Strong Looks Better Naked
- Author: Khloe Kardashian
- Language: English
- Genre: Memoir
- Publisher: Regan Arts
- Publication date: November 2015
- Publication place: United States
- Pages: 256
- ISBN: 978-1682450604

= Strong Looks Better Naked =

2015 book by Khloe Kardashian

Strong Looks Better Naked is a 2015 book by Khloe Kardashian. The book is a memoir about Kardashian's weight loss and also contains fitness and nutrition advice, as well as numerous photos of Kardashian. It appeared on The New York Times Best seller list.

==Synopsis==
The book is divided into three sections: Body, Mind, and Soul.

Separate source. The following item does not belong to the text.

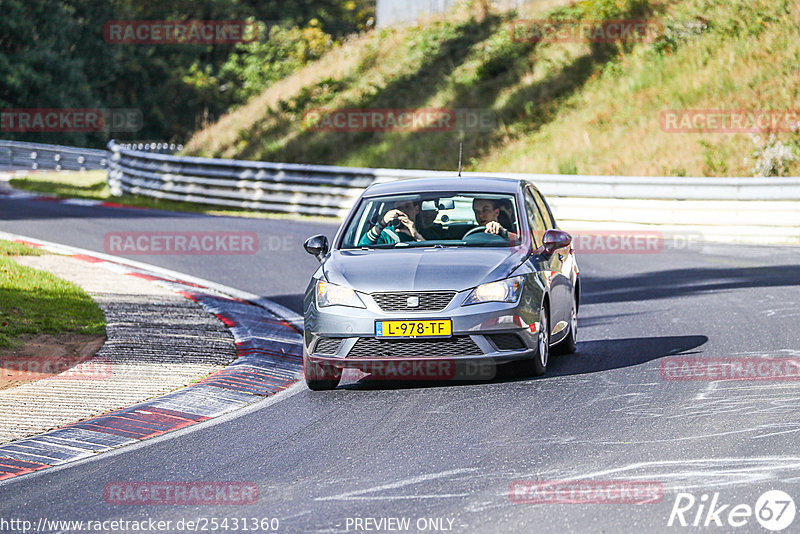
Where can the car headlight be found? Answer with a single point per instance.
(332, 295)
(507, 290)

The Body section primarily describers Kardashian's workout routine, diet plan, and fitness advice. The book also contains many photos of Kardashian.

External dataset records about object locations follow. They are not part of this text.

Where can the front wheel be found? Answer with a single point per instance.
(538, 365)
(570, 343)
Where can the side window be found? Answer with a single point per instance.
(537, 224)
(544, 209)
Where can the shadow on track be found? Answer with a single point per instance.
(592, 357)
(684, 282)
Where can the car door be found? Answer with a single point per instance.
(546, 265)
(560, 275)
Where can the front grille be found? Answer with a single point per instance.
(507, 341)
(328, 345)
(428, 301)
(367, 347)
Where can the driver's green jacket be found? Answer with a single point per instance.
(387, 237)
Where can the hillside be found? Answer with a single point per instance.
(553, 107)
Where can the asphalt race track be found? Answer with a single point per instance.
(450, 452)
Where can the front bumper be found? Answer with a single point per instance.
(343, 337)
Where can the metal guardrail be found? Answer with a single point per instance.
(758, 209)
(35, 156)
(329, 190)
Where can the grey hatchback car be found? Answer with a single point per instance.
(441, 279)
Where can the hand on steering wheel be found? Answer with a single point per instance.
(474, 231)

Kardashian also discusses her personal life and relationships in the book, including dealing with the death of father Robert Kardashian, her marriage to Lamar Odom, and her relationship with Caitlyn Jenner.

==Reception==
Clover Hope of Jezebel called it a "book about nothing." Hope also remarked "Beneath the fitness fanaticism, there's potential for depth that's only mildly explored, creating a watered-down version of the Khloé we know."